Magari la prossima volta il disservizio si potrebbe provare a crearlo in una manifestazione nazionalpopolare come Sanremo, fuori da quella nicchia che è già sensibilizzata sul tema. Ma non è il momento di essere divisivi. Se L’Ultimo Concerto riuscirà a far ottenere anche solo un incontro in più tra artisti, associazioni di categoria come KeepOnLive, sindacati e istituzioni, allora potremo dire che è stato un successo.

 

In attesa dell’intervento dello Stato, però, si potrebbe magari pensare di “risarcire” i fan delusi con un Ultimissimo Concerto, con gli stessi grandi nomi, in streaming e stavolta a pagamento, per raccogliere una base concreta di fondi per i club, oltre ogni accusa di assistenzialismo.

 

I Giovani della musica italiana emergente

 

Sono anni che, all’interno dell’intero evento Sanremo, l’episodio più interessante è costituito dai 20 minuti iniziali delle prime giornate, dedicati ai ragazzi.

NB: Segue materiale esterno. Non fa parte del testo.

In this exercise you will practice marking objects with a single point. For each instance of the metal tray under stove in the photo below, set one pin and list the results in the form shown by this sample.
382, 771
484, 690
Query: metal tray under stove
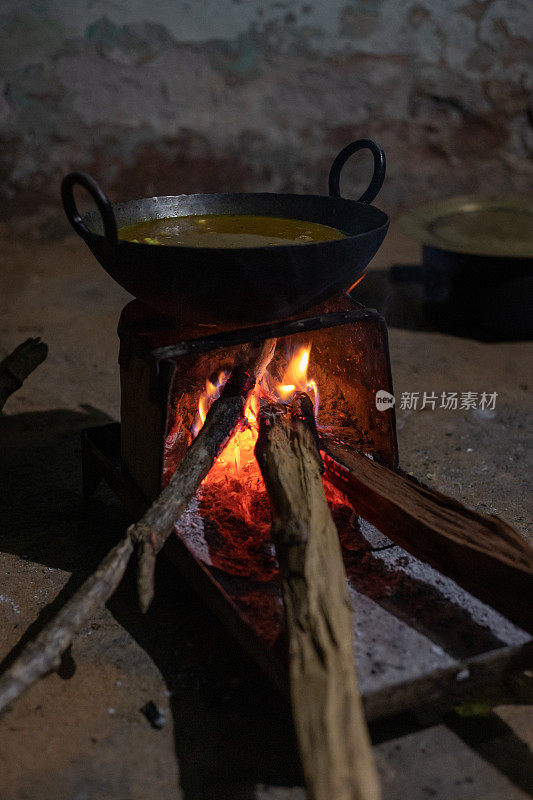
419, 637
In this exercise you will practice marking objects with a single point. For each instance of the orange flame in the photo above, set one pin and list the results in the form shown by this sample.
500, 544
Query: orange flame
237, 459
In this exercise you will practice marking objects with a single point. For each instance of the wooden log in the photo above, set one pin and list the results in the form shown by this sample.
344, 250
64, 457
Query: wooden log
333, 738
225, 413
480, 552
16, 367
42, 655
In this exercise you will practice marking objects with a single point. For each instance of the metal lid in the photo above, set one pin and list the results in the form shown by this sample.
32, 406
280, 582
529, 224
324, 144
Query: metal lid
501, 226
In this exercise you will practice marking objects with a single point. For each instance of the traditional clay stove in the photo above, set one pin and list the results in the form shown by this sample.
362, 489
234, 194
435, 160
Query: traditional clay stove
418, 635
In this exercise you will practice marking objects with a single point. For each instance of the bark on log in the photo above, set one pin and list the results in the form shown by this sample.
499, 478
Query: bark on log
154, 528
482, 553
16, 367
43, 654
333, 738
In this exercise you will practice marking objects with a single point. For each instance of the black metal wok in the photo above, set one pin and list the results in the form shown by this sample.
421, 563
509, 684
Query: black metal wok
240, 285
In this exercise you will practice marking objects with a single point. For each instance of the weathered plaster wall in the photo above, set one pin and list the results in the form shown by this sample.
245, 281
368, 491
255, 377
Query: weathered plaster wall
168, 96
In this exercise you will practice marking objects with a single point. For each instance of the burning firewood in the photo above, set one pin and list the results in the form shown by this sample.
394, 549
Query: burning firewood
16, 367
154, 528
332, 733
43, 654
482, 553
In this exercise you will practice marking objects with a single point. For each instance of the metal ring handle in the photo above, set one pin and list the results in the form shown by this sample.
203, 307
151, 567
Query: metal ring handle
379, 169
104, 206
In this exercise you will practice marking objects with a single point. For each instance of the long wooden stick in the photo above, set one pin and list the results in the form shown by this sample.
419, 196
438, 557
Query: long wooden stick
16, 367
154, 528
481, 553
43, 654
333, 738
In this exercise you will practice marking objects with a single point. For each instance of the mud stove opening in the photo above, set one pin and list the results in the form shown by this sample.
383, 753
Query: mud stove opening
419, 636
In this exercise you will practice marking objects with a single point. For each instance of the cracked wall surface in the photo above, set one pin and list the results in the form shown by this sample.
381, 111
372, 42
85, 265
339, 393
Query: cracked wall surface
169, 97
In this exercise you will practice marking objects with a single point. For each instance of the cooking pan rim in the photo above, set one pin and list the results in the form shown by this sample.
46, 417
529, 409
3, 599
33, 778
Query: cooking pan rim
93, 214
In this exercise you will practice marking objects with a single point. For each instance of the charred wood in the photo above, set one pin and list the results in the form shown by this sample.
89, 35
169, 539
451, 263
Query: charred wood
333, 738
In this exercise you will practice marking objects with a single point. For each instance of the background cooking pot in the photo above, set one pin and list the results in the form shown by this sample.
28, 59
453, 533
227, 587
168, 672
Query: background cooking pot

E poi, ormai, artisti indie e impegnati nella pratica dei “nuovi generi” fanno parte in pianta stabile del “menu principale” della competizione sanremese. I vari Davide Shorty, Gaudiano, Folcast, Fulminacci e Willie Peyote sono solo la punta dell’iceberg di un sommovimento culturale che sta cambiando la scena musicale italiana in meglio, con la gavetta, con la cultura, con idee fresche.

 

Per chi, come noi di Elephant Music, è impegnato quotidianamente in attività di scouting per raccontare la musica del nostro Paese e promuoverla, questo fermento è chiaro e ci dà speranza. Le nostre playlist (Rock Tape Italia, Urban Tape Italia , ItPop Tape ed Elephant Music Discovery) sono alimentate da tale fermento. I nostri servizi di marketing musicale vogliono esserne parte. La musica emergente italiana genera più speranza delle parole spese sui palchi da presentatori e di quelle promesse nelle stanze della politica. C’è forse da riporre più aspettative negli emergenti che nelle pur sacrosante iniziative di lotta civile intraprese dal fronte comune degli artisti e degli operatori negli scorsi mesi.

 

La ripartenza post-Covid sarà dei nuovi artisti, noi vogliamo esserci per raccontarli e portarli sui palchi, fisici o digitali, che contano.